Michael Redlich is a Senior Research Technician at ExxonMobil Research & Engineering in Clinton, New Jersey (views are his own) with experience in developing custom scientific laboratory and web applications. He also has experience as a Technical Support Engineer at Ai-Logix, Inc. (now AudioCodes) where he provided technical support and developed telephony applications for customers.

Mike's technical expertise includes object-oriented design and analysis, relational database design and development, computer security, C/C++, Java, Python, Matlab and other programming/scripting languages. His latest passions include MicroProfile, Jakarta EE, Helidon, Micronaut and MongoDB.

Mike has been an active member within the Java community for the past 20 years. He founded the Garden State Java User Group (formerly the ACGNJ Java Users Group) in 2001 that remains in continuous operation. Since 2016, Mike serves as a Java community news editor for InfoQ where his contributions include monthly news items, technical writing and technical reviews. Mike has co-authored nine (9) articles with Barry Burd for Java Boutique (now jGuru). He has presented at venues such as Oracle Code One, Emerging Technologies for the Enterprise (ETE), Trenton Computer Festival (TCF), TCF IT Professional Conference, Philly Java Users Group, Princeton Java Users Group and Capital District Java Developers Network. More recently, Mike has contributed to open source projects and participates on the leadership council of the Jakarta EE Ambassadors.

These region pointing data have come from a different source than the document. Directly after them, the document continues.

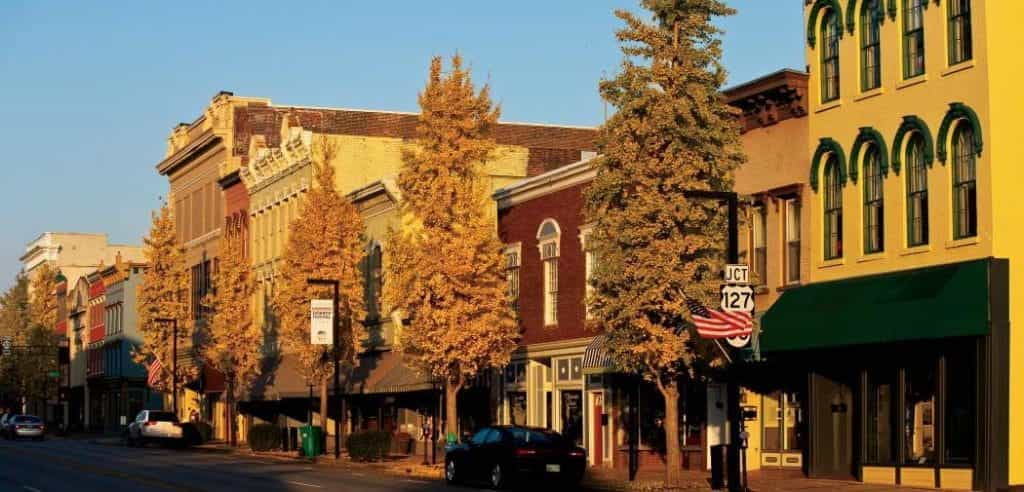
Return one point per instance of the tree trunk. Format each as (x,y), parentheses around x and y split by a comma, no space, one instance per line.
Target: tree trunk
(452,408)
(673,453)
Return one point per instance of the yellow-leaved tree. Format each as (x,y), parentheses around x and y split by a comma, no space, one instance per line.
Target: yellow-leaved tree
(444,263)
(672,132)
(324,243)
(232,342)
(163,299)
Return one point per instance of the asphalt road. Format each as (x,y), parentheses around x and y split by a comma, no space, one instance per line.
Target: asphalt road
(82,466)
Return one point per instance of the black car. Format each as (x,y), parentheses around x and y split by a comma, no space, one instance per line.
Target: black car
(506,453)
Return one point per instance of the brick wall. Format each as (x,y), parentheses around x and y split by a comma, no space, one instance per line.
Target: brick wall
(520,223)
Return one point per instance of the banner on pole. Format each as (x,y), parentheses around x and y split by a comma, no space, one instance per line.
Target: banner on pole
(322,322)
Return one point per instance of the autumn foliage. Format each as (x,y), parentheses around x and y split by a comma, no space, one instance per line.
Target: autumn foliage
(444,267)
(672,132)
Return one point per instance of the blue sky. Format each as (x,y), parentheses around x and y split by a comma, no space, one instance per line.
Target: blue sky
(90,90)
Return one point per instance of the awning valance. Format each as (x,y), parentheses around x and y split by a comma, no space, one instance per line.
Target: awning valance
(925,303)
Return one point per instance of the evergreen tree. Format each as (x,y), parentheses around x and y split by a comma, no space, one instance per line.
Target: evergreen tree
(445,265)
(672,131)
(326,243)
(232,342)
(163,294)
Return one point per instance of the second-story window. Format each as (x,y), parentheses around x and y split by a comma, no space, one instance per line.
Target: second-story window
(913,38)
(833,209)
(873,202)
(549,237)
(792,240)
(870,46)
(830,32)
(961,45)
(916,193)
(760,234)
(965,183)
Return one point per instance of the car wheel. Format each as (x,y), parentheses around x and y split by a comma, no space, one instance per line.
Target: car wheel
(450,472)
(497,477)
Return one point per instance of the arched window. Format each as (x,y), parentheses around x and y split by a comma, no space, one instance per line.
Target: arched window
(548,241)
(870,45)
(873,202)
(965,186)
(833,209)
(830,32)
(961,45)
(916,192)
(913,38)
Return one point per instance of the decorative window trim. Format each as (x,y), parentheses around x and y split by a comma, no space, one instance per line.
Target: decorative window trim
(812,18)
(826,146)
(958,111)
(911,123)
(868,134)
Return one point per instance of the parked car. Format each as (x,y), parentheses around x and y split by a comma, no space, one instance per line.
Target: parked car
(508,453)
(154,425)
(25,426)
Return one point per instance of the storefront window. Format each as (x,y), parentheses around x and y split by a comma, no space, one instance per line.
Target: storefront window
(919,413)
(881,392)
(960,406)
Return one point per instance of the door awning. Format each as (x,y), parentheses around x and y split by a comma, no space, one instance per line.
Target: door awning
(925,303)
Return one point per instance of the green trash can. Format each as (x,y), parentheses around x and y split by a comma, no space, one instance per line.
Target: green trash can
(311,440)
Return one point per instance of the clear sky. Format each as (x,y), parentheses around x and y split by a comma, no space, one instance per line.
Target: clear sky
(90,90)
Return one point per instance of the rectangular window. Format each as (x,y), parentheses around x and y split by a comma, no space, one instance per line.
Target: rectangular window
(792,241)
(549,254)
(961,45)
(913,38)
(760,234)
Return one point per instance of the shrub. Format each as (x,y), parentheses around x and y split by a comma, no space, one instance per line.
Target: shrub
(368,445)
(264,437)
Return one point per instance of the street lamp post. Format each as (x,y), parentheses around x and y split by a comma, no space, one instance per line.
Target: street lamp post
(337,363)
(174,360)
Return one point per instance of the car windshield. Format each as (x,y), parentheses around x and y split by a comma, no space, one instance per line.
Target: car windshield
(163,417)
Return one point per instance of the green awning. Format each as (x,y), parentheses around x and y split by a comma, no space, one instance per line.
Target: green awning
(932,302)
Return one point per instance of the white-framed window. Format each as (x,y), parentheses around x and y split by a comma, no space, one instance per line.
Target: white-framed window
(549,236)
(512,263)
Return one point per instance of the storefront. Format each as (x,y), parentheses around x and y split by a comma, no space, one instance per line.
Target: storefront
(905,375)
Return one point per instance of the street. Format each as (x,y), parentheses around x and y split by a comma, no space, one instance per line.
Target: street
(82,466)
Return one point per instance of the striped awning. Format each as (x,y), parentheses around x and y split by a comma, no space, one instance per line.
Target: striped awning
(595,358)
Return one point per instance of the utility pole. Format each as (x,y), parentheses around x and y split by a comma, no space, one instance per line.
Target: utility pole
(337,363)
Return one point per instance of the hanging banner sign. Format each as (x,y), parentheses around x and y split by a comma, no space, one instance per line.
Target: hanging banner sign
(322,322)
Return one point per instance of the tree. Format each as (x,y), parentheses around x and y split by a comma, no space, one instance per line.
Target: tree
(324,243)
(163,294)
(232,341)
(655,248)
(445,265)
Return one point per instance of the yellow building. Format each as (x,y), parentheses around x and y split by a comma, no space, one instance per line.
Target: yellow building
(903,335)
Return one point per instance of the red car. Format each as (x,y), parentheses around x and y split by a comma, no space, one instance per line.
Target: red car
(507,453)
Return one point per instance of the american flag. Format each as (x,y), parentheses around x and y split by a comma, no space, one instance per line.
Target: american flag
(719,324)
(154,372)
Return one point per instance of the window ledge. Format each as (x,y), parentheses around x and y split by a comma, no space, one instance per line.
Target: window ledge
(869,93)
(832,105)
(961,67)
(960,243)
(828,263)
(872,257)
(921,79)
(915,250)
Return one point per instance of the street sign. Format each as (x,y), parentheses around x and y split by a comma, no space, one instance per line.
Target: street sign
(737,298)
(737,274)
(322,322)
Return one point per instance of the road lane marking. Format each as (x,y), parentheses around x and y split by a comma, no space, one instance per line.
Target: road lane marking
(305,484)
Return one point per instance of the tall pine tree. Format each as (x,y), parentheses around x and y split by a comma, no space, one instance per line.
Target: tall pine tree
(671,132)
(325,243)
(445,265)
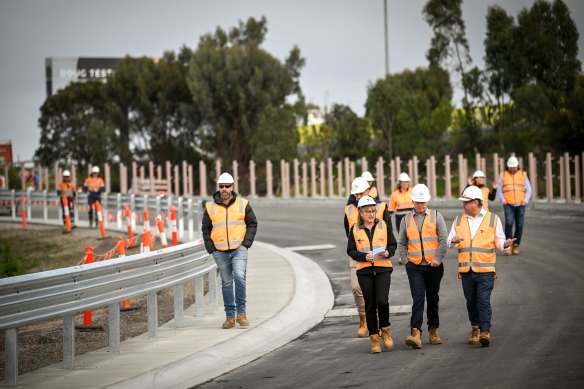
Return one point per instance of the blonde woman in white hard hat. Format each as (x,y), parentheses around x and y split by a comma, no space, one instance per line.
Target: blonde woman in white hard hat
(371,243)
(229,227)
(94,187)
(400,201)
(421,245)
(514,191)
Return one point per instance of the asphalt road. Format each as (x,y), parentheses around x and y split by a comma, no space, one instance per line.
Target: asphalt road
(538,316)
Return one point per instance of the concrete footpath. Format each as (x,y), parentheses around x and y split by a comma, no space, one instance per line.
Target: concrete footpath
(282,305)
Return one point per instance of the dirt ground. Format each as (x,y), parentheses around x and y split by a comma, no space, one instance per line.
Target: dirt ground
(46,248)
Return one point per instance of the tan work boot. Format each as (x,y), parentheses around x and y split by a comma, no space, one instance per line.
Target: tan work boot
(375,347)
(386,336)
(433,335)
(362,330)
(242,320)
(474,336)
(415,339)
(485,339)
(229,323)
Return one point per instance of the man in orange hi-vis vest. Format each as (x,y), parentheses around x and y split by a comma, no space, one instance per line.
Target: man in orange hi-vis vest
(514,191)
(477,233)
(229,227)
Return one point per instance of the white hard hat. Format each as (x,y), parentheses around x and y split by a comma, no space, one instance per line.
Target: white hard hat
(403,177)
(471,193)
(420,193)
(365,201)
(479,174)
(359,185)
(225,178)
(368,176)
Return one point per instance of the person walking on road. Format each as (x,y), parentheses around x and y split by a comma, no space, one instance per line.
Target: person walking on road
(94,187)
(229,227)
(67,189)
(514,191)
(360,188)
(421,245)
(371,243)
(400,200)
(477,233)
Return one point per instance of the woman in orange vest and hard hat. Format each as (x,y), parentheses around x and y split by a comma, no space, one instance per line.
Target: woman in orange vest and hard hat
(421,245)
(371,243)
(400,200)
(477,233)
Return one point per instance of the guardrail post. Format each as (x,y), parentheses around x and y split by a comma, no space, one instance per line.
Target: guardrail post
(114,328)
(11,352)
(69,342)
(199,297)
(152,308)
(178,306)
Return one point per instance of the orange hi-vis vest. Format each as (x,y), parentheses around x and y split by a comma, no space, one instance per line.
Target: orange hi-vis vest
(476,254)
(422,244)
(379,241)
(514,187)
(401,200)
(229,226)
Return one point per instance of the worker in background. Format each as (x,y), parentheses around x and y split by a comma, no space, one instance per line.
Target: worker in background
(400,201)
(514,191)
(371,243)
(421,245)
(360,188)
(94,187)
(229,227)
(372,190)
(479,180)
(67,189)
(477,233)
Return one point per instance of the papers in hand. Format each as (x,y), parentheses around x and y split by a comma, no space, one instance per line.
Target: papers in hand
(376,253)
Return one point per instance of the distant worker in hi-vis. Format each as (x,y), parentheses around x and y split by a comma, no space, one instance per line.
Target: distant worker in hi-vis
(514,191)
(477,233)
(229,228)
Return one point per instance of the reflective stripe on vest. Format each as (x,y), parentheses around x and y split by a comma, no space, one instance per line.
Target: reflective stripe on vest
(477,253)
(229,226)
(427,247)
(514,187)
(364,246)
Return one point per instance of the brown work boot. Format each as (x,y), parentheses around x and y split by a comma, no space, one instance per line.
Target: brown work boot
(362,330)
(229,323)
(386,336)
(415,339)
(433,335)
(474,336)
(375,347)
(485,339)
(242,320)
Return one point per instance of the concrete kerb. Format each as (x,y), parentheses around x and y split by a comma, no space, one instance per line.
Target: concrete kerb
(302,313)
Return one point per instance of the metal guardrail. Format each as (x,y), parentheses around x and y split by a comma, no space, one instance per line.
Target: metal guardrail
(37,297)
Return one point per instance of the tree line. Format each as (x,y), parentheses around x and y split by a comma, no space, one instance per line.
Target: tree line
(230,99)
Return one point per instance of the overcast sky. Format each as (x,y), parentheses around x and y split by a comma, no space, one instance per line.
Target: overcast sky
(341,40)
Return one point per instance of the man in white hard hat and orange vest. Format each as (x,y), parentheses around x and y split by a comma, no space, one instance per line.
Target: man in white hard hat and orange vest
(421,245)
(514,191)
(477,233)
(229,228)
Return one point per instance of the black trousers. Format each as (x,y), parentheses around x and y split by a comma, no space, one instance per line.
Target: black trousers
(375,288)
(424,285)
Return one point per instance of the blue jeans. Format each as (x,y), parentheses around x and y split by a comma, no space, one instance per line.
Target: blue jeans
(232,267)
(514,215)
(477,289)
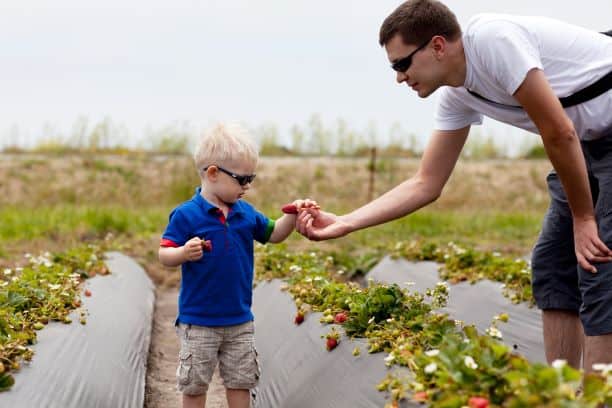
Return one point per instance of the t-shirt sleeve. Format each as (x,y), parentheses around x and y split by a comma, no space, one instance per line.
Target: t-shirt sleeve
(263,228)
(452,113)
(507,52)
(177,231)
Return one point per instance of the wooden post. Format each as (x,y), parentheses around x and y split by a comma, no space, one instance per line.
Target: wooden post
(372,168)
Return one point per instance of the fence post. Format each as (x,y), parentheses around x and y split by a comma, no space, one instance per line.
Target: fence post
(372,168)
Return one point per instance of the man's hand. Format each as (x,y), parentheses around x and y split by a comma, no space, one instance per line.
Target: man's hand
(589,248)
(318,225)
(193,249)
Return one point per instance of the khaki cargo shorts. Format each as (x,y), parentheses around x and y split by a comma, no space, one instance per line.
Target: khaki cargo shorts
(232,347)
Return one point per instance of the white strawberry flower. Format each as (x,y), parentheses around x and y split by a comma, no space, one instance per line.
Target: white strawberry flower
(494,332)
(559,363)
(604,368)
(470,363)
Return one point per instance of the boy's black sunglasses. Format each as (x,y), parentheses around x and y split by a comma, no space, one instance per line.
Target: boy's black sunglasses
(243,180)
(402,64)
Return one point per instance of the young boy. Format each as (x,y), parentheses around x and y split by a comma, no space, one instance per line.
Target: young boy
(211,236)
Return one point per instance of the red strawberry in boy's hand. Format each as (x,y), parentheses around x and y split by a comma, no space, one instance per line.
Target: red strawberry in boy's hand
(289,208)
(420,396)
(478,402)
(340,318)
(331,343)
(299,318)
(332,339)
(207,245)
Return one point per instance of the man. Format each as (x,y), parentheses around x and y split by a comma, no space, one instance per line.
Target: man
(514,69)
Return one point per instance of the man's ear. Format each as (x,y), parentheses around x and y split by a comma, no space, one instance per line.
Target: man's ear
(439,45)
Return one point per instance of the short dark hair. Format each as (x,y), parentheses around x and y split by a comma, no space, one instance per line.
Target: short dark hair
(418,21)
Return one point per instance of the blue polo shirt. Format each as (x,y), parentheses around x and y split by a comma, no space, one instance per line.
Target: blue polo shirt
(217,289)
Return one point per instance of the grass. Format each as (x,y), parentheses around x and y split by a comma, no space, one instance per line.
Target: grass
(48,202)
(20,223)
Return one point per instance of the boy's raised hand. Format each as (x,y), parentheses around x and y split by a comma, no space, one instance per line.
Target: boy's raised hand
(193,249)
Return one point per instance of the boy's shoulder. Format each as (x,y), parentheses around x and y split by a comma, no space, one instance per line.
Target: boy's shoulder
(186,208)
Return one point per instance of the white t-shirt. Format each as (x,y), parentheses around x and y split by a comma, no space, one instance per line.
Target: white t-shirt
(500,50)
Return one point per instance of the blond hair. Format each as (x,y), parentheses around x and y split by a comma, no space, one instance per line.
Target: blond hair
(223,143)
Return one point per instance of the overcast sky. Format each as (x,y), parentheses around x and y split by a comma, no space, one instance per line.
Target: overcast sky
(151,63)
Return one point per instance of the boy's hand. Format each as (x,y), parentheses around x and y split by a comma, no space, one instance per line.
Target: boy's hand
(193,249)
(297,205)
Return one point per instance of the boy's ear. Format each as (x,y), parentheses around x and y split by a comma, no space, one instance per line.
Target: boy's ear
(211,173)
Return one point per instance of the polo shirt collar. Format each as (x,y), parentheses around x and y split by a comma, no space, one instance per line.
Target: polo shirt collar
(208,207)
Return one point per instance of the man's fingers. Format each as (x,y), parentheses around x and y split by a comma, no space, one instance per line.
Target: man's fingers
(602,248)
(585,264)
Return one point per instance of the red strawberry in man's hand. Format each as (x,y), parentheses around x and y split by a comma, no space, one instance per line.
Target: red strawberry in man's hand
(289,208)
(478,402)
(207,245)
(299,318)
(340,318)
(331,343)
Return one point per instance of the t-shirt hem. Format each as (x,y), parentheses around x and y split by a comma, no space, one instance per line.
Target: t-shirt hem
(215,321)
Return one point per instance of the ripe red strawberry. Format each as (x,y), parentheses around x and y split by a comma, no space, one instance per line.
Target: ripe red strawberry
(478,402)
(289,209)
(420,396)
(331,343)
(299,318)
(340,317)
(207,245)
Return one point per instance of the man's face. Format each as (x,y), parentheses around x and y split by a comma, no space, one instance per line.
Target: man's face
(420,73)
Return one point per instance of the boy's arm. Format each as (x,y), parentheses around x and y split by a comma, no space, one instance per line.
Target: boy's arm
(175,256)
(283,227)
(563,149)
(172,256)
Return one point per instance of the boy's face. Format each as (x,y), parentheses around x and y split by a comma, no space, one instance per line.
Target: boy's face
(225,180)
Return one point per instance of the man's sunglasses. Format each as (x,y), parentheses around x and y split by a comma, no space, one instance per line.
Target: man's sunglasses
(243,180)
(402,65)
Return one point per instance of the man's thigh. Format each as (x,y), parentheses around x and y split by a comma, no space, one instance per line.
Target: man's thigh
(554,264)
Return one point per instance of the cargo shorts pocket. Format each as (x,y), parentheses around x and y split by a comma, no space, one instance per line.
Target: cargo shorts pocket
(183,372)
(257,366)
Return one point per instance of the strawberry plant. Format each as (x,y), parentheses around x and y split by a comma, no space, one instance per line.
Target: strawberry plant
(47,289)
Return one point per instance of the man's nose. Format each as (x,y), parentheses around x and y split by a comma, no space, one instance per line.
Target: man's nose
(401,77)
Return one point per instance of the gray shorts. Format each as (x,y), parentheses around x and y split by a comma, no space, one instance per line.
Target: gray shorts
(558,282)
(233,347)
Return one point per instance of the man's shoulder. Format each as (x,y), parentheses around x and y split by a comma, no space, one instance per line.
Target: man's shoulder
(488,23)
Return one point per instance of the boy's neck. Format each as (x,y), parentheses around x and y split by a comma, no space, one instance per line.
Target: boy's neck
(214,200)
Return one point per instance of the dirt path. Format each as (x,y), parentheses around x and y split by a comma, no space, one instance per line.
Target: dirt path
(160,391)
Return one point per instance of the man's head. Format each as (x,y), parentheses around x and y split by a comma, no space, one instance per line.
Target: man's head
(226,158)
(416,37)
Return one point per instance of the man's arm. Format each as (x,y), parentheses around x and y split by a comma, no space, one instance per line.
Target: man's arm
(563,149)
(424,187)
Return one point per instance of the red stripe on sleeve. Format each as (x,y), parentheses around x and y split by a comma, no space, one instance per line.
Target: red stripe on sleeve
(167,243)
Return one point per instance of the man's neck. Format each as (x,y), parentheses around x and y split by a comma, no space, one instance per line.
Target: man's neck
(457,65)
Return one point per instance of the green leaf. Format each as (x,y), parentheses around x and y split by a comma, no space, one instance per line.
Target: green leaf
(6,381)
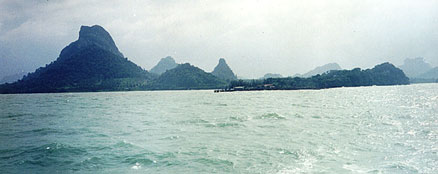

Mike holds a Bachelor of Science in Computer Science from Rutgers University.

He is a member of Toastmasters International and is also involved in volunteer efforts such as United Way of Hunterdon County. Mike makes his home in Flemington, New Jersey with his lovely wife, Rowena, where they spend quality time cycling/running and traveling to New Orleans, Louisiana and Newport, Rhode Island throughout the year.

Chuck Knight

Chuck Knight has been working in the IT industry for 37 years; the last 20 years with ExxonMobil (views are his own). He has spent his career working on various scientific and high performance computing platforms for applications including NASA's space shuttle thermal analysis, reservoir simulations and seismic imaging, as well as many other proprietary and commercialized efforts.

Chuck is currently the Software Engineering Advisor for the Scientific Computing team at ExxonMobil's Corporate Research Center. He obtained his Bachelor of Science from Michigan State University, and his Master of Science from the University of Houston, both in Computer Science, and an MBA.